What if we let boys express sadness when they feel it and have a good cry every now and then? Here are 10 reasons why its important to let our sons cry:

  1. If they don’t find a way to express themselves, they will act out: Instilling the notion in your son that he’s a sissy for crying will force him to subjugate those feelings for fear of ridicule, usually resulting in his acting out in other ways to compensate.
  2. Labels can be self-fulfilling for a young mind: Eventually he becomes what you’ve programmed him to believe he is. If you keep calling him a sissy – a sissy is what he becomes, plain weak.
  3. Self-expression is important: Dissuading him from self-expression or engaging in activities that may not agree with your concept of masculine behavior will discourage him from developing skills that would have otherwise brought fulfillment and even a vocation as an adult. It is good for boys to have a healthy level of empathy,
  4. Trust is a huge factor in a parent-child relationship.  When you keep telling your son not to cry and losing your cool, you can irreparably sever this bond by violating his trust with what he will see as rejection when he cries.
  5. By telling your son not to cry he may cry even more! What may just be a passing phase or innocent exploration on his part might transform into a fixation by virtue of your declaring it taboo.
  6. You’re in essence sending a message that it’s not OK for a boy to express things like sensitivity, fear, or compassion. These are not incompatible with genuine manhood, and should be encouraged, not judged.

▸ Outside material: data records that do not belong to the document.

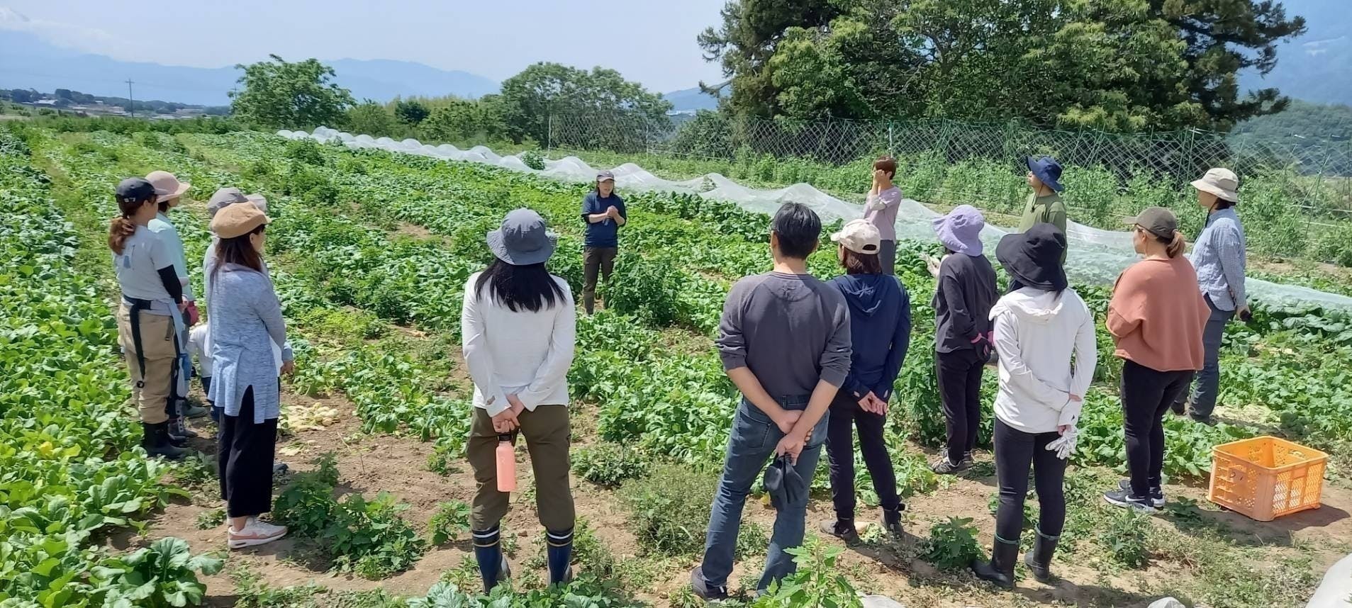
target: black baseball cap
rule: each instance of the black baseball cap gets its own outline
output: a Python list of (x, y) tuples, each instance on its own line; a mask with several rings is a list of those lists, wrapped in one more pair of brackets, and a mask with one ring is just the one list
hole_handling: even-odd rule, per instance
[(118, 182), (119, 203), (141, 203), (155, 197), (155, 186), (143, 177), (128, 177)]
[(1126, 223), (1128, 226), (1140, 226), (1161, 239), (1174, 239), (1174, 232), (1179, 230), (1178, 216), (1163, 207), (1146, 207), (1136, 218), (1128, 218)]

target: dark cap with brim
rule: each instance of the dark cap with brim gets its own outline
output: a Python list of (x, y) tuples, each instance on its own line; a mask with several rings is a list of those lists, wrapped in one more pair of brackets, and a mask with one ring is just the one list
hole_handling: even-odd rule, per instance
[(119, 203), (139, 203), (155, 197), (155, 186), (143, 177), (128, 177), (118, 182)]
[(1059, 292), (1069, 285), (1061, 254), (1065, 234), (1053, 224), (1033, 224), (1026, 232), (1007, 234), (995, 246), (995, 258), (1023, 286)]
[(1061, 192), (1065, 186), (1061, 185), (1061, 163), (1056, 162), (1052, 157), (1028, 157), (1026, 158), (1028, 170), (1037, 176), (1037, 180), (1046, 184), (1048, 188)]
[(502, 227), (488, 232), (488, 249), (512, 266), (542, 263), (557, 246), (558, 235), (545, 227), (539, 213), (526, 208), (508, 212)]
[(1172, 239), (1179, 230), (1179, 219), (1172, 211), (1163, 207), (1146, 207), (1136, 218), (1126, 219), (1128, 226), (1140, 226), (1146, 232), (1161, 239)]

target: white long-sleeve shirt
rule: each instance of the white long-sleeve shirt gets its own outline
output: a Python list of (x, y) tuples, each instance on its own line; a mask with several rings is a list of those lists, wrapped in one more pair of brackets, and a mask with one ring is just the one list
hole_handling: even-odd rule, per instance
[(995, 303), (991, 320), (1000, 372), (995, 416), (1032, 434), (1073, 426), (1083, 401), (1071, 395), (1084, 397), (1098, 363), (1094, 315), (1080, 295), (1022, 288)]
[(538, 312), (512, 312), (484, 285), (480, 295), (475, 273), (465, 282), (460, 312), (461, 343), (469, 377), (475, 381), (475, 407), (496, 416), (516, 395), (526, 409), (568, 405), (568, 368), (573, 365), (577, 311), (568, 281), (553, 277), (564, 300)]

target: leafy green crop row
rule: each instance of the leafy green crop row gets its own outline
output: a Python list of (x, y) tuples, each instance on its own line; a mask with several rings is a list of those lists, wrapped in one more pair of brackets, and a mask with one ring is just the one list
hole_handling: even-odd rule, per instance
[(0, 130), (0, 604), (183, 605), (219, 562), (176, 539), (126, 557), (96, 542), (181, 490), (137, 447), (116, 327), (49, 181)]

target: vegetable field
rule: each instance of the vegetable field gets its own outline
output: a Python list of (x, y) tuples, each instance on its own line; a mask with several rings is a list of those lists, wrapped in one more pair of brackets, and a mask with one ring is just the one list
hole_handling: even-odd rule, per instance
[[(269, 199), (266, 255), (297, 354), (279, 443), (296, 473), (279, 480), (273, 512), (292, 535), (274, 550), (227, 553), (210, 458), (165, 465), (135, 447), (104, 239), (112, 185), (151, 169), (193, 184), (191, 201), (170, 215), (188, 259), (201, 259), (210, 242), (199, 201), (216, 188)], [(579, 292), (585, 192), (260, 132), (0, 130), (9, 208), (0, 218), (0, 607), (698, 605), (683, 582), (703, 544), (735, 403), (711, 336), (731, 282), (769, 268), (768, 222), (660, 193), (622, 192), (630, 222), (615, 281), (603, 288), (604, 311), (579, 319), (569, 374), (579, 577), (544, 589), (542, 531), (523, 480), (504, 534), (518, 576), (493, 597), (475, 594), (460, 290), (489, 259), (484, 232), (530, 207), (561, 232), (550, 268)], [(944, 438), (934, 282), (922, 258), (936, 250), (902, 243), (898, 253), (915, 330), (887, 438), (910, 503), (907, 535), (865, 534), (846, 547), (810, 534), (800, 574), (773, 594), (742, 597), (748, 605), (850, 605), (863, 592), (907, 605), (1144, 607), (1174, 594), (1210, 607), (1294, 607), (1352, 550), (1352, 322), (1259, 307), (1253, 322), (1226, 330), (1222, 423), (1167, 420), (1167, 509), (1142, 517), (1099, 499), (1124, 466), (1121, 366), (1101, 330), (1101, 372), (1086, 397), (1053, 565), (1061, 581), (1026, 577), (1019, 592), (998, 593), (953, 567), (990, 540), (995, 490), (984, 450), (960, 478), (927, 466)], [(810, 268), (837, 274), (834, 251), (818, 251)], [(1102, 326), (1109, 292), (1080, 293)], [(1256, 434), (1334, 455), (1322, 509), (1257, 524), (1199, 500), (1211, 446)], [(986, 420), (984, 447), (988, 438)], [(215, 450), (208, 440), (193, 447)], [(864, 519), (876, 504), (865, 467), (857, 470)], [(830, 513), (825, 462), (814, 488), (808, 530)], [(735, 577), (758, 574), (772, 519), (758, 501), (748, 508)]]

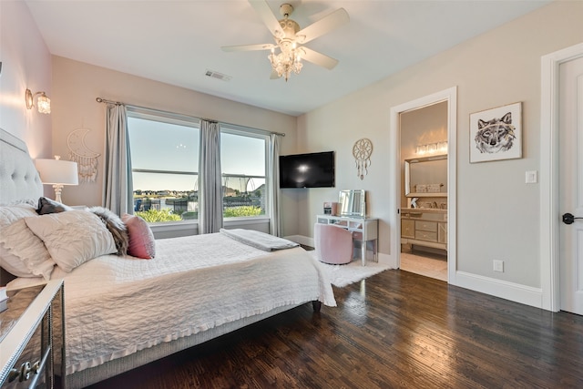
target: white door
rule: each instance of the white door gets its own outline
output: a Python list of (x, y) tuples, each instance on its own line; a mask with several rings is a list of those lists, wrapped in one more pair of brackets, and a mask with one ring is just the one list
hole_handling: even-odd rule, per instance
[(560, 309), (583, 314), (583, 57), (559, 67), (558, 114)]

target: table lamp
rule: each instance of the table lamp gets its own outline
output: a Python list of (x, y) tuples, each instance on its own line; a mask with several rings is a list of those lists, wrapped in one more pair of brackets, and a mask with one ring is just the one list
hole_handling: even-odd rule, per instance
[(35, 166), (43, 184), (53, 185), (56, 201), (63, 202), (63, 186), (79, 184), (77, 162), (61, 160), (59, 156), (55, 156), (55, 159), (36, 159)]

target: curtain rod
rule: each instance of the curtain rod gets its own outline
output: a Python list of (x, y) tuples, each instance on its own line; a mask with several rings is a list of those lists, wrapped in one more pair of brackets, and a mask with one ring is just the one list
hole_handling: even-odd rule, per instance
[[(148, 109), (148, 110), (150, 110), (150, 111), (160, 112), (160, 113), (163, 113), (163, 114), (176, 115), (175, 112), (163, 111), (163, 110), (160, 110), (160, 109), (149, 108), (148, 107), (132, 106), (130, 104), (122, 103), (121, 101), (107, 100), (107, 99), (101, 98), (101, 97), (97, 97), (95, 100), (97, 103), (115, 104), (116, 106), (128, 106), (128, 107), (134, 107), (134, 108)], [(193, 118), (195, 118), (195, 117), (193, 117)], [(210, 118), (198, 118), (199, 120), (207, 120), (207, 121), (217, 122), (217, 120), (213, 120), (213, 119), (210, 119)], [(218, 122), (218, 123), (226, 124), (227, 126), (237, 126), (237, 127), (244, 127), (244, 128), (251, 128), (251, 129), (258, 129), (258, 128), (251, 128), (246, 127), (246, 126), (241, 126), (241, 125), (239, 125), (239, 124), (226, 123), (226, 122), (222, 122), (222, 121)], [(263, 131), (265, 131), (265, 130), (263, 130)], [(269, 132), (270, 134), (279, 135), (280, 137), (285, 137), (285, 134), (282, 133), (282, 132), (274, 132), (274, 131), (266, 131), (266, 132)]]

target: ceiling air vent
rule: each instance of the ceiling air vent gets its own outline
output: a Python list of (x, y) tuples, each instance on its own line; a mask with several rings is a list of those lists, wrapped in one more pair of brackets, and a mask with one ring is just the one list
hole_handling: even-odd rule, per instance
[(230, 76), (223, 75), (222, 73), (215, 72), (213, 70), (207, 70), (205, 76), (223, 81), (230, 81), (232, 78)]

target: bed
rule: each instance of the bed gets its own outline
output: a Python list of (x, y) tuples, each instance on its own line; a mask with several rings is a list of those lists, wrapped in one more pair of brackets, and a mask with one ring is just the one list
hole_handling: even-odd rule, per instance
[[(26, 146), (0, 129), (0, 209), (24, 209), (28, 215), (42, 197), (42, 183)], [(55, 254), (46, 229), (33, 228), (46, 215), (29, 213), (26, 226)], [(86, 218), (87, 213), (75, 210), (59, 215)], [(107, 253), (70, 267), (54, 259), (51, 268), (49, 258), (39, 274), (17, 277), (8, 289), (46, 282), (47, 272), (50, 279), (64, 279), (68, 388), (102, 381), (304, 303), (316, 310), (322, 303), (335, 306), (330, 282), (303, 249), (266, 250), (263, 243), (246, 242), (249, 231), (240, 232), (156, 241), (150, 260)]]

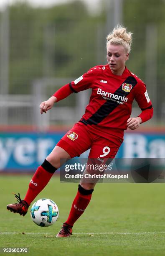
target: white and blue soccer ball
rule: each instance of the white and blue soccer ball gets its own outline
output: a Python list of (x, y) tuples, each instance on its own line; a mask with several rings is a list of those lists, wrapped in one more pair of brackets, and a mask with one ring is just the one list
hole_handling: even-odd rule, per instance
[(59, 211), (57, 205), (52, 200), (43, 198), (36, 202), (30, 210), (33, 221), (40, 227), (48, 227), (57, 220)]

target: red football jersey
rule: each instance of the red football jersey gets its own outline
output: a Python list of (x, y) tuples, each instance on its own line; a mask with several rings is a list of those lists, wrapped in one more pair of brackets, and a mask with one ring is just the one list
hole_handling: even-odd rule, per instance
[[(89, 103), (80, 122), (91, 132), (116, 143), (117, 140), (122, 141), (134, 99), (142, 111), (153, 112), (145, 84), (126, 67), (118, 76), (112, 73), (108, 64), (96, 66), (69, 85), (76, 93), (92, 89)], [(142, 122), (146, 120), (143, 120), (142, 115), (141, 117)]]

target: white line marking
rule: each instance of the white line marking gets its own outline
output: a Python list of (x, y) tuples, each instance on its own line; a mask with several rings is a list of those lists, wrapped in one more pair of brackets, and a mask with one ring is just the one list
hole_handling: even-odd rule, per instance
[[(165, 231), (154, 232), (104, 232), (104, 233), (73, 233), (74, 235), (145, 235), (150, 234), (165, 234)], [(22, 235), (22, 232), (0, 232), (0, 235)], [(25, 233), (25, 235), (55, 235), (54, 233)]]

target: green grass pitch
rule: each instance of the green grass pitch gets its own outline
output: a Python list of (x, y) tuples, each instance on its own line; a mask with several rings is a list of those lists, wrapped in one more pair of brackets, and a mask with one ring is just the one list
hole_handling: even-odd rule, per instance
[(52, 199), (59, 217), (52, 226), (42, 228), (33, 222), (30, 211), (23, 217), (6, 209), (6, 205), (16, 202), (12, 192), (23, 197), (30, 178), (0, 176), (0, 247), (28, 247), (29, 256), (165, 255), (164, 184), (97, 184), (73, 236), (58, 238), (78, 184), (52, 178), (35, 201)]

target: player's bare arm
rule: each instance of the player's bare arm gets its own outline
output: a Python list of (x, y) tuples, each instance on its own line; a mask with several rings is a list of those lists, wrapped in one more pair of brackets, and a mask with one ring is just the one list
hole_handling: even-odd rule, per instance
[(48, 100), (41, 102), (40, 105), (40, 112), (41, 115), (43, 113), (46, 113), (48, 110), (51, 109), (54, 103), (56, 101), (57, 98), (55, 96), (52, 96)]
[(135, 130), (137, 129), (142, 123), (142, 119), (140, 116), (137, 118), (130, 118), (127, 120), (127, 125), (128, 129)]

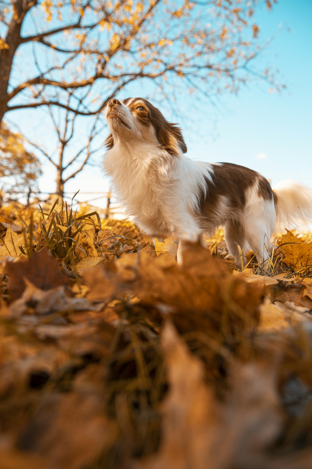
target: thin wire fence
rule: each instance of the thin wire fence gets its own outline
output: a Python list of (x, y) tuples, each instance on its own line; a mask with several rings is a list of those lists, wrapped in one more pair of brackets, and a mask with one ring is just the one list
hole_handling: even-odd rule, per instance
[[(53, 204), (58, 198), (59, 198), (59, 196), (57, 194), (29, 190), (26, 197), (21, 197), (19, 201), (22, 201), (22, 203), (28, 206), (36, 207), (38, 204)], [(4, 199), (2, 200), (2, 203), (5, 201), (16, 202), (16, 198), (9, 197), (6, 197), (5, 199), (5, 201)], [(64, 194), (63, 200), (71, 204), (73, 201), (73, 204), (75, 206), (87, 204), (105, 218), (120, 219), (126, 218), (123, 208), (118, 203), (114, 194), (110, 191), (101, 192), (79, 191), (78, 193), (65, 191)], [(103, 202), (99, 203), (102, 200)]]

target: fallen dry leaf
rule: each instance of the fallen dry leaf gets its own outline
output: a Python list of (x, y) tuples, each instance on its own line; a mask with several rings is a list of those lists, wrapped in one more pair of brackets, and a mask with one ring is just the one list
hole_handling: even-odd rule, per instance
[(12, 317), (23, 314), (29, 307), (37, 314), (46, 314), (59, 311), (81, 311), (93, 310), (99, 311), (102, 304), (92, 304), (85, 298), (68, 296), (64, 285), (49, 290), (42, 290), (24, 279), (26, 288), (21, 297), (13, 302), (10, 306), (10, 313)]
[(241, 272), (234, 270), (233, 275), (239, 279), (243, 279), (249, 283), (257, 283), (261, 287), (267, 287), (278, 283), (276, 277), (254, 274), (253, 269), (244, 269)]
[(305, 287), (304, 291), (304, 296), (308, 296), (312, 300), (312, 279), (307, 277), (303, 280), (302, 284)]
[(4, 245), (0, 246), (0, 257), (10, 256), (13, 257), (18, 257), (23, 255), (19, 248), (19, 246), (22, 246), (23, 244), (23, 235), (17, 234), (8, 227), (4, 238)]
[(138, 469), (252, 468), (255, 460), (265, 467), (263, 450), (283, 421), (274, 366), (234, 364), (231, 392), (218, 402), (204, 382), (202, 363), (169, 323), (161, 343), (169, 386), (160, 408), (161, 443)]
[(178, 246), (178, 239), (173, 234), (165, 238), (163, 241), (157, 238), (155, 238), (155, 250), (157, 256), (163, 252), (167, 252), (175, 259)]
[(117, 427), (102, 412), (101, 394), (55, 393), (43, 398), (18, 442), (46, 459), (41, 469), (84, 469), (115, 442)]
[(271, 303), (268, 298), (260, 306), (260, 320), (257, 330), (259, 332), (273, 332), (290, 327), (301, 322), (304, 319), (295, 305), (289, 305), (279, 302)]
[(287, 233), (283, 234), (279, 245), (284, 243), (281, 250), (284, 254), (284, 262), (288, 265), (294, 268), (299, 266), (305, 267), (312, 264), (312, 242), (305, 243), (297, 238), (291, 231), (286, 230)]
[(46, 248), (35, 252), (25, 262), (7, 262), (5, 272), (8, 277), (9, 301), (20, 297), (26, 286), (24, 278), (43, 290), (70, 283), (60, 270), (56, 259), (48, 253)]

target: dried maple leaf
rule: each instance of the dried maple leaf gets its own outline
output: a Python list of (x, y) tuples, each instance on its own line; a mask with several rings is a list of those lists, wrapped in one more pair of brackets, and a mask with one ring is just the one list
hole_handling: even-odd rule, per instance
[(304, 291), (304, 296), (308, 296), (312, 300), (312, 279), (305, 279), (302, 284), (305, 287)]
[(66, 295), (65, 287), (60, 285), (49, 290), (38, 288), (24, 279), (26, 287), (20, 298), (13, 302), (10, 306), (12, 317), (24, 314), (29, 307), (37, 314), (46, 314), (58, 311), (100, 310), (102, 305), (94, 306), (85, 298), (73, 298)]
[(103, 411), (100, 393), (43, 396), (38, 412), (21, 435), (18, 446), (46, 458), (42, 469), (91, 467), (114, 443), (116, 425)]
[(4, 271), (7, 274), (9, 301), (19, 298), (25, 288), (24, 278), (43, 290), (70, 283), (60, 270), (58, 263), (48, 253), (46, 248), (36, 252), (24, 262), (7, 262)]
[[(283, 261), (292, 267), (305, 267), (312, 264), (312, 242), (300, 241), (291, 231), (283, 234), (279, 243), (284, 255)], [(286, 243), (287, 244), (284, 244)], [(282, 246), (282, 245), (283, 245)]]
[(4, 245), (0, 246), (0, 257), (9, 256), (13, 257), (18, 257), (22, 256), (19, 246), (22, 246), (23, 243), (23, 235), (17, 234), (8, 227), (4, 238)]
[(276, 370), (268, 363), (234, 363), (231, 391), (218, 402), (203, 379), (203, 364), (173, 326), (162, 334), (169, 391), (161, 405), (159, 451), (138, 469), (230, 469), (266, 467), (264, 450), (281, 429)]

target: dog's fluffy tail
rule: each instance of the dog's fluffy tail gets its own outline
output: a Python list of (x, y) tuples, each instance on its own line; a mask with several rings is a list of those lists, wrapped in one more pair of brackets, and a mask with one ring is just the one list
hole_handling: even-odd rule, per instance
[(285, 228), (310, 230), (312, 224), (312, 189), (291, 179), (278, 182), (272, 188), (277, 196), (276, 233)]

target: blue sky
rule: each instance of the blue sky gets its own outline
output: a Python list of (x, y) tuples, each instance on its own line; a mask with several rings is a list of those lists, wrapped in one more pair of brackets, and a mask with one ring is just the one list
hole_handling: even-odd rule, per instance
[[(271, 69), (279, 70), (277, 78), (287, 86), (282, 93), (269, 93), (269, 86), (264, 83), (249, 83), (241, 89), (238, 96), (223, 95), (218, 109), (200, 97), (195, 106), (196, 97), (181, 97), (184, 105), (180, 103), (180, 125), (189, 158), (247, 166), (270, 179), (273, 185), (290, 177), (312, 187), (312, 1), (309, 0), (280, 0), (270, 12), (268, 13), (263, 6), (256, 15), (255, 22), (261, 27), (260, 37), (264, 41), (282, 27), (256, 62), (259, 69), (263, 70), (268, 65)], [(151, 92), (149, 87), (134, 84), (131, 92), (148, 96)], [(127, 96), (121, 93), (118, 97)], [(176, 121), (176, 117), (170, 114), (165, 105), (161, 110), (168, 120)], [(51, 147), (53, 139), (47, 131), (44, 112), (37, 113), (37, 116), (43, 118), (27, 122), (28, 112), (11, 113), (7, 118), (18, 122), (22, 119), (33, 134), (45, 136), (46, 133), (47, 146)], [(86, 121), (82, 119), (81, 122), (83, 132)], [(99, 146), (106, 136), (105, 133), (98, 139)], [(67, 191), (75, 192), (80, 189), (81, 192), (97, 192), (108, 189), (109, 182), (102, 172), (101, 153), (95, 166), (87, 167), (67, 183)], [(53, 192), (54, 168), (49, 163), (43, 163), (44, 174), (39, 188), (43, 191)], [(96, 194), (81, 195), (79, 199), (96, 197)], [(94, 203), (100, 206), (105, 205), (106, 201)]]

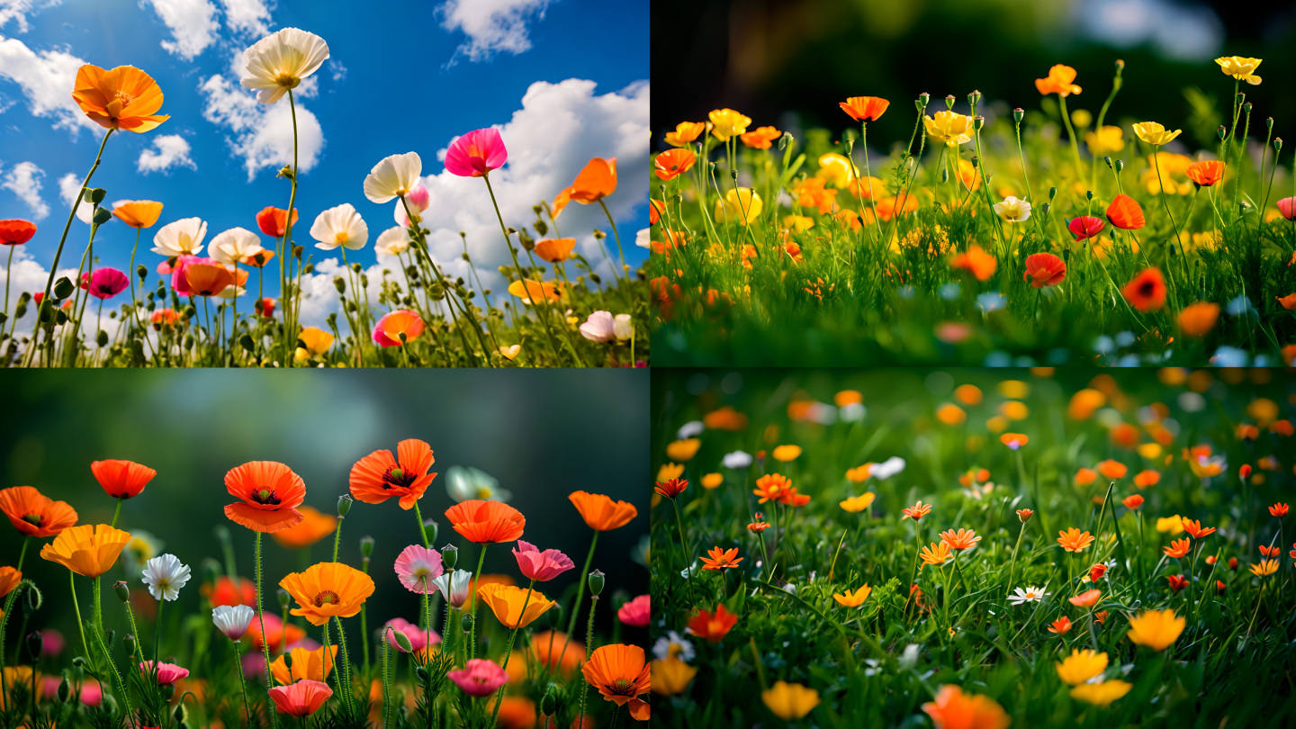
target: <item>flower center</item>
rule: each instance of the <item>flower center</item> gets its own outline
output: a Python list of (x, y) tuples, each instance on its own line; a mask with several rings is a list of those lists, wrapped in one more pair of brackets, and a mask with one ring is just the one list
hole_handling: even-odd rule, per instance
[(323, 593), (315, 595), (315, 607), (324, 607), (325, 604), (337, 604), (342, 602), (333, 590), (324, 590)]
[(251, 492), (251, 499), (262, 505), (275, 505), (279, 503), (279, 497), (275, 496), (273, 489), (259, 489)]

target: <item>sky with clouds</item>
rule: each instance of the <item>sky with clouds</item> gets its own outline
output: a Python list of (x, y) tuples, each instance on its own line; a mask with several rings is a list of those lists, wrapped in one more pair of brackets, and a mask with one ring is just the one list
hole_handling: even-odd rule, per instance
[[(316, 292), (303, 311), (307, 323), (336, 309), (337, 265), (328, 259), (337, 252), (315, 250), (307, 235), (321, 210), (355, 205), (369, 241), (349, 252), (349, 261), (373, 274), (391, 265), (375, 256), (373, 241), (395, 224), (395, 204), (369, 202), (362, 184), (394, 153), (422, 157), (433, 257), (447, 272), (465, 275), (459, 233), (467, 232), (480, 275), (499, 288), (496, 269), (509, 258), (485, 184), (450, 175), (441, 162), (451, 140), (486, 126), (499, 127), (508, 147), (508, 165), (491, 179), (513, 227), (529, 226), (531, 206), (552, 201), (591, 157), (617, 157), (619, 184), (607, 202), (627, 262), (642, 262), (645, 250), (635, 237), (648, 227), (648, 5), (0, 0), (0, 219), (39, 226), (14, 258), (10, 296), (38, 288), (32, 281), (44, 285), (70, 198), (102, 139), (104, 130), (71, 99), (82, 64), (137, 66), (166, 96), (159, 113), (170, 121), (143, 135), (114, 134), (92, 180), (108, 189), (108, 201), (163, 202), (137, 263), (154, 269), (161, 261), (148, 250), (152, 233), (171, 221), (205, 219), (209, 243), (232, 227), (259, 232), (257, 211), (286, 208), (289, 184), (275, 174), (292, 161), (288, 100), (262, 105), (238, 84), (244, 49), (283, 27), (320, 35), (330, 53), (295, 91), (302, 221), (294, 237), (320, 271), (305, 284)], [(599, 206), (572, 205), (559, 226), (591, 263), (603, 262), (592, 230), (609, 227)], [(88, 232), (84, 222), (73, 223), (61, 270), (75, 269)], [(95, 244), (98, 265), (124, 270), (133, 232), (117, 221), (104, 226)], [(262, 244), (272, 248), (273, 239), (262, 236)], [(369, 276), (375, 292), (380, 279)]]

  7. Labels also have a tendency to spread; and when they start at the top, from a parent, they roll downhill quickly and with a big head of steam. A parent’s words carry so much weight with a child and can last a lifetime. It’s important to choose them wisely.
  8. It affects how they will parent in future: What we teach our children with our words and deeds is transferred to future generations. Negative labels perpetuate stereotypes. Our sons therefore go on to raise another set of men who cannot express themselves.
  9. Many of the virtues that we have historically attributed to the female gender can also benefit males as well as society at large; but they need to be not only nurtured but permitted in your son at an early age.
  10. We are not so much at risk of raising effeminate children by allowing them to develop their minds and hearts naturally, as we are in danger of handicapping them from developing healthy relationships and a sense of self-worth if we continue to prohibit them from doing so.

Let’s encourage our sons to cry if need be, and more importantly help them work through their emotions, express themselves rather than stifle them. Our sons expressing themselves through crying, is not a form of weakness.